To create a literal syntax object, use the syntax form:

> (syntax (+ 1 2))

#<syntax:1:0 (+ 1 2)>

In the same way that ' abbreviates quote, #' abbreviates syntax:

> #'(+ 1 2)

#<syntax:1:0 (+ 1 2)>

A syntax object that contains just a symbol is an identifier syntax object. Racket provides some additional operations specific to identifier syntax objects, including the identifier? operation to detect identifiers. Most notably, free-identifier=? determines whether two identifiers refer to the same binding:

> (identifier? #'car)

#t

> (identifier? #'(+ 1 2))

#f

> (free-identifier=? #'car #'cdr)

#f

> (free-identifier=? #'car #'car)

#t

> (require (only-in racket/base [car also-car]))
> (free-identifier=? #'car #'also-car)

#t

To see the lists, symbols, numbers, etc. within a syntax object, use syntax->datum:

> (syntax->datum #'(+ 1 2))

'(+ 1 2)

The syntax-e function is similar to syntax->datum, but it unwraps a single layer of source-location and lexical-context information, leaving sub-forms that have their own information wrapped as syntax objects:

> (syntax-e #'(+ 1 2))

'(#<syntax:1:0 +> #<syntax:1:0 1> #<syntax:1:0 2>)

The syntax-e function always leaves syntax-object wrappers around sub-forms that are represented via symbols, numbers, and other literal values. The only time it unwraps extra sub-forms is when unwrapping a pair, in which case the cdr of the pair may be recursively unwrapped, depending on how the syntax object was constructed.

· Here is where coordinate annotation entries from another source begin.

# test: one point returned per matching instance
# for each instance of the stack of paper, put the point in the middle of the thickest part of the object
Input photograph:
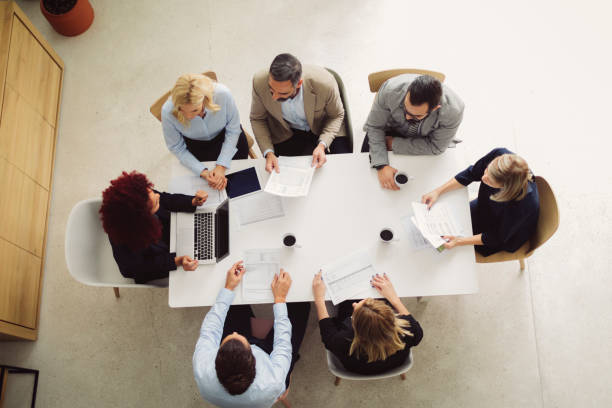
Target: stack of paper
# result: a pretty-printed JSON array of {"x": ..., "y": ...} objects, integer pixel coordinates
[
  {"x": 261, "y": 265},
  {"x": 294, "y": 177},
  {"x": 349, "y": 277},
  {"x": 434, "y": 223}
]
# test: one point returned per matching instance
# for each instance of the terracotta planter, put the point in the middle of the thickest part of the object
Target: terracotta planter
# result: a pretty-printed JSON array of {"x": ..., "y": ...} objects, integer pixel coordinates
[{"x": 74, "y": 22}]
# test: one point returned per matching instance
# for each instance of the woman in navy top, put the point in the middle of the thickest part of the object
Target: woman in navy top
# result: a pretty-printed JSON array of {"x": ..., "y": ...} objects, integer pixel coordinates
[
  {"x": 368, "y": 336},
  {"x": 201, "y": 123},
  {"x": 137, "y": 221},
  {"x": 505, "y": 214}
]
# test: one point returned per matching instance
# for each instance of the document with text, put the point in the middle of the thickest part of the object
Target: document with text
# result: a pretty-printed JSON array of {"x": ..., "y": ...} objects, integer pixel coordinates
[
  {"x": 261, "y": 265},
  {"x": 294, "y": 177},
  {"x": 257, "y": 207},
  {"x": 350, "y": 276},
  {"x": 189, "y": 184}
]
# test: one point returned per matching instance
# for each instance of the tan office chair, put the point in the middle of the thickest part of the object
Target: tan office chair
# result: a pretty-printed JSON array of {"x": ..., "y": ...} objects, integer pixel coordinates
[
  {"x": 548, "y": 222},
  {"x": 344, "y": 99},
  {"x": 376, "y": 79},
  {"x": 155, "y": 110}
]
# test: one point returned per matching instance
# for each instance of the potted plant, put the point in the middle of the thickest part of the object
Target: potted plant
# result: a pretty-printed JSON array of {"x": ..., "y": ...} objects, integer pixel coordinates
[{"x": 68, "y": 17}]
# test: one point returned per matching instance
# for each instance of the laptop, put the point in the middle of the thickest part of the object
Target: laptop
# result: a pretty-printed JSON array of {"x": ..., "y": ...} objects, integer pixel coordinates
[{"x": 204, "y": 235}]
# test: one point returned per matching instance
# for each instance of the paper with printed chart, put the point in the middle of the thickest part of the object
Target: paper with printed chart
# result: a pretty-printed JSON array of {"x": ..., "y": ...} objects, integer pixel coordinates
[
  {"x": 294, "y": 177},
  {"x": 261, "y": 265},
  {"x": 434, "y": 223},
  {"x": 349, "y": 277}
]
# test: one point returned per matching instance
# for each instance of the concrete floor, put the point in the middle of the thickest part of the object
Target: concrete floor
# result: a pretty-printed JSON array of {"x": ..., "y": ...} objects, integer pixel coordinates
[{"x": 534, "y": 77}]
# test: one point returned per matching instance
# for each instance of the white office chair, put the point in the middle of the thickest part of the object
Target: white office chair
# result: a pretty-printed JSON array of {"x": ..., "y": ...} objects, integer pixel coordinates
[
  {"x": 337, "y": 369},
  {"x": 88, "y": 252}
]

The opposite of syntax->datum is, of course, datum->syntax. In addition to a datum like '(+ 1 2), datum->syntax needs an existing syntax object to donate its lexical context, and optionally another syntax object to donate its source location:

> (datum->syntax #'lex
                 '(+ 1 2)
                 #'srcloc)

#<syntax:1:0 (+ 1 2)>

In the above example, the lexical context of #'lex is used for the new syntax object, while the source location of #'srcloc is used.

When the second (i.e., the “datum”) argument to datum->syntax includes syntax objects, those syntax objects are preserved intact in the result. That is, deconstructing the result with syntax-e eventually produces the syntax objects that were given to datum->syntax.